RC: W4 D1 — Designing the in-memory component of my LSM storage engine

March 4, 2024

Today, I started designing at a high-level what the in-memory component (“memtable”) of my LSM storage engine would look like.

LSM-based storage engines usually contain a cascade of memtables: only one is active (the one in which key-value pairs are written) and the others are immutable and will be flushed to disk at some point. This design can be summed up with the drawing hereunder:

                                                       Key-value pair
                                                       
                                                             |
                                                             | Write
                                                             |
                                                             V
     +------------+         +------------+    Freeze   +------------+
     | Memtable n |   ...   | Memtable 1 |  <--------  | Memtable 0 |
     +------------+         +------------+             +------------+
           |
           | Flush to disk
           |
           V
      +---------+   +---------+       +---------+
      | SSTable |   | SSTable |  ...  | SSTable |
      +---------+   +---------+       +---------+

So far, I have implemented a red-black tree that works for insertions and lookups.
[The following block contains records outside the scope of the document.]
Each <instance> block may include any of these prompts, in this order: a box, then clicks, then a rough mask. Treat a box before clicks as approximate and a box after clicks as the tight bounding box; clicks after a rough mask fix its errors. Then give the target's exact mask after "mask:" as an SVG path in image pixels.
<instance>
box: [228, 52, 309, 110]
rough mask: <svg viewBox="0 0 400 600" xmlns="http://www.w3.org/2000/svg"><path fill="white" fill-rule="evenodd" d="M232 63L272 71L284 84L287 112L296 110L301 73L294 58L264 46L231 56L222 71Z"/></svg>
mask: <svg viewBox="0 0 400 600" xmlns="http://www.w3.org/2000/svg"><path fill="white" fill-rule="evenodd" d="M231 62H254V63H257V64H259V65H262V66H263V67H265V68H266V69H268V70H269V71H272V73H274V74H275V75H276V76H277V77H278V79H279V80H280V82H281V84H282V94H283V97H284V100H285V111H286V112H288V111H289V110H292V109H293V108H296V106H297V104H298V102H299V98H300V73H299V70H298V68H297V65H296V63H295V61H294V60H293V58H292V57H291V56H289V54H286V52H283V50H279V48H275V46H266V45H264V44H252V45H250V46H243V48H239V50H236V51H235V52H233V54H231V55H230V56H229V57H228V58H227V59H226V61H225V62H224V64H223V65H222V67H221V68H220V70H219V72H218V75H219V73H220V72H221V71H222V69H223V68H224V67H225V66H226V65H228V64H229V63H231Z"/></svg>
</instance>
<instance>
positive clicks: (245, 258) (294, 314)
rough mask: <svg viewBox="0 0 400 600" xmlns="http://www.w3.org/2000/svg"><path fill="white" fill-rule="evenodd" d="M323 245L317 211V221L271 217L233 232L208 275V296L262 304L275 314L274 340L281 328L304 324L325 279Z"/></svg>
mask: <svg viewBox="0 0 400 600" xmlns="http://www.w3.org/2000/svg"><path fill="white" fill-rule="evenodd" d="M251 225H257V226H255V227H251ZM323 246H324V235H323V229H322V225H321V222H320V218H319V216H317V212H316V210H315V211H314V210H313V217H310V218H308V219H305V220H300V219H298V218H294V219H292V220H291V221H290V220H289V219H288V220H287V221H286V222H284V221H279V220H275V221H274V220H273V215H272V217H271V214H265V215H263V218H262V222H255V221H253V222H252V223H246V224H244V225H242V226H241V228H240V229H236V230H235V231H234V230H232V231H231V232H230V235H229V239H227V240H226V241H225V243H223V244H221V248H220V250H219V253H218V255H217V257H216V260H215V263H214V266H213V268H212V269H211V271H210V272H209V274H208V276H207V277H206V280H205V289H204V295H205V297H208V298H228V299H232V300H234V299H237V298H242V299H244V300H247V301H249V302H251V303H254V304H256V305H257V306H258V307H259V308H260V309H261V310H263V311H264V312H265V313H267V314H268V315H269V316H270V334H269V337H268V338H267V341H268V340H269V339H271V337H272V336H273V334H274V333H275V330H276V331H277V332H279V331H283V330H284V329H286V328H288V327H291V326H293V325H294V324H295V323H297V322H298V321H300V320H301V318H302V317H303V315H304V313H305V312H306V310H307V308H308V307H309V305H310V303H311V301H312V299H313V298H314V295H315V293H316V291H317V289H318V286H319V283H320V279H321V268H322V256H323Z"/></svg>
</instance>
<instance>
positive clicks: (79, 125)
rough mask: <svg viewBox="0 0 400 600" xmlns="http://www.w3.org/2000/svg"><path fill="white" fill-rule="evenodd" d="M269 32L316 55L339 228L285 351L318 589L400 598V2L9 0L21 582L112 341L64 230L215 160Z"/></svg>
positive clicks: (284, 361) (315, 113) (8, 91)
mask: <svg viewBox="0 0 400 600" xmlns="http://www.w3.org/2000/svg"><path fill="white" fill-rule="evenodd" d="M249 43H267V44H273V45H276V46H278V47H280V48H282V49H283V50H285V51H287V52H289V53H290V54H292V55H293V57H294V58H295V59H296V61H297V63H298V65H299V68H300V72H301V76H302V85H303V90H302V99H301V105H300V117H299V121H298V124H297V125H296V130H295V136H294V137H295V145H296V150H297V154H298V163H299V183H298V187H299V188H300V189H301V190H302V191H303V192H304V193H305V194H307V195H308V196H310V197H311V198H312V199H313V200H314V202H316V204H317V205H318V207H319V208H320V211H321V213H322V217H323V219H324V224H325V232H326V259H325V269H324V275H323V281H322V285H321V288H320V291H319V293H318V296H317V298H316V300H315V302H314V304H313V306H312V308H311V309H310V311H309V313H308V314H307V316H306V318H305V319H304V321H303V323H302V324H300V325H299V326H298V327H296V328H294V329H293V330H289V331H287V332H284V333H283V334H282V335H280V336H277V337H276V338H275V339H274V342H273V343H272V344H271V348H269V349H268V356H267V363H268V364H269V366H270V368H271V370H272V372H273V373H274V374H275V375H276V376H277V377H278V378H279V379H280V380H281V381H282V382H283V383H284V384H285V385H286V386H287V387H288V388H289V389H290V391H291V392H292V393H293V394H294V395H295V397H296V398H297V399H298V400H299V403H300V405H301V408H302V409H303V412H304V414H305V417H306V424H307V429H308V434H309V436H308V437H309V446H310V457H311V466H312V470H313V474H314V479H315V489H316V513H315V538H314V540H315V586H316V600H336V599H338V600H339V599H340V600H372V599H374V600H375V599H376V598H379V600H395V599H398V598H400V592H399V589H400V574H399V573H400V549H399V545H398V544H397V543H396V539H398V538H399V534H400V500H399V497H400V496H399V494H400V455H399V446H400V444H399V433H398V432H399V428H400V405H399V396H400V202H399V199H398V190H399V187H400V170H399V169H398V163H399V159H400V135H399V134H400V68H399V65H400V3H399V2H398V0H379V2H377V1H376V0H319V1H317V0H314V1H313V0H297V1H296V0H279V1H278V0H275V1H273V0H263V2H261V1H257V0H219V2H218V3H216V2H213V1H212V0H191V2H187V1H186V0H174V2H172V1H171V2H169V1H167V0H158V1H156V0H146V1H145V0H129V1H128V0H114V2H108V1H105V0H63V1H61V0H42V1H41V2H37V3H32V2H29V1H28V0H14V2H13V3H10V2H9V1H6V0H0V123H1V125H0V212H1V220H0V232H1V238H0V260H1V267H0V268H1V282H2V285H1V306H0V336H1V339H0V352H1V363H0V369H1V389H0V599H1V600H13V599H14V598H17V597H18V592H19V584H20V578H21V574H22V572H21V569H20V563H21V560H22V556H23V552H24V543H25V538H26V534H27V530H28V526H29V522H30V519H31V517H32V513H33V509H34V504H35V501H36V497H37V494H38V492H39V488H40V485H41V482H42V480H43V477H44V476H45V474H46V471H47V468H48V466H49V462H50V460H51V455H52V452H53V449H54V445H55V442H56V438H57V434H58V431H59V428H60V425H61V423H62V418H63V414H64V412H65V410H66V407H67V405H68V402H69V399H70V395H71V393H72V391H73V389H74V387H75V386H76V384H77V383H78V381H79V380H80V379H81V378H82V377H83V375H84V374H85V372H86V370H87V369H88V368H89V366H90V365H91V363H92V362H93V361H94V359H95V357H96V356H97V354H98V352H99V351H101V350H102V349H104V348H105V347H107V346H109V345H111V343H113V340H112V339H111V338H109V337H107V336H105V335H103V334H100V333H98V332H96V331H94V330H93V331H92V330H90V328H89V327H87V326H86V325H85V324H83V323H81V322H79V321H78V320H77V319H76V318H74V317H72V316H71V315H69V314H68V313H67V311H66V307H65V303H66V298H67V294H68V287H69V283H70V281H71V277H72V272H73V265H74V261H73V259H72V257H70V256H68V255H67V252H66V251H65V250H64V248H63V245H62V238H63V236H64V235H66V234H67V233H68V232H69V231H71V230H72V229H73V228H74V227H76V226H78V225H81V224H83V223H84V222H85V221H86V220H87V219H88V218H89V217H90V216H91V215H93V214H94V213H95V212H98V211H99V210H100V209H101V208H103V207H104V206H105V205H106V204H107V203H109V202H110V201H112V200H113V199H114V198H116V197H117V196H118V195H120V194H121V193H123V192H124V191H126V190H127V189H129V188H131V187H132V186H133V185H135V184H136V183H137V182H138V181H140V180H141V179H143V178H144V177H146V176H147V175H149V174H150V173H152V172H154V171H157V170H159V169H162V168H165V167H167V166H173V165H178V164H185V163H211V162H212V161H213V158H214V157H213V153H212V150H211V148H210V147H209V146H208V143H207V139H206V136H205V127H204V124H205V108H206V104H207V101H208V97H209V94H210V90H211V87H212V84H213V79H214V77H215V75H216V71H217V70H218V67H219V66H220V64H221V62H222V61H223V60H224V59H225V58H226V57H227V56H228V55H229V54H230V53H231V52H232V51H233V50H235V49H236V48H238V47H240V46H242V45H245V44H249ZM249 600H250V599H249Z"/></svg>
This will be the data structure for my memtables, but other data structures could have worked as well, such as AVL trees or skip lists. (After having implemented my red-black tree, I discovered that real systems in production actually use skip lists… 😅. I will keep mine as a red-black tree, and might change this to a skip list later if I have time!) As far as I know, it doesn’t seem to matter much which data structure we choose, as long as it allows to keep the data sorted and allows for inserts and lookups in logarithmic time.

Here are the other objects that I will be using:

Today, I dealt with record encoding and decoding in the Record class. Tomorrow, I will start digging into the “freezing” of memtables!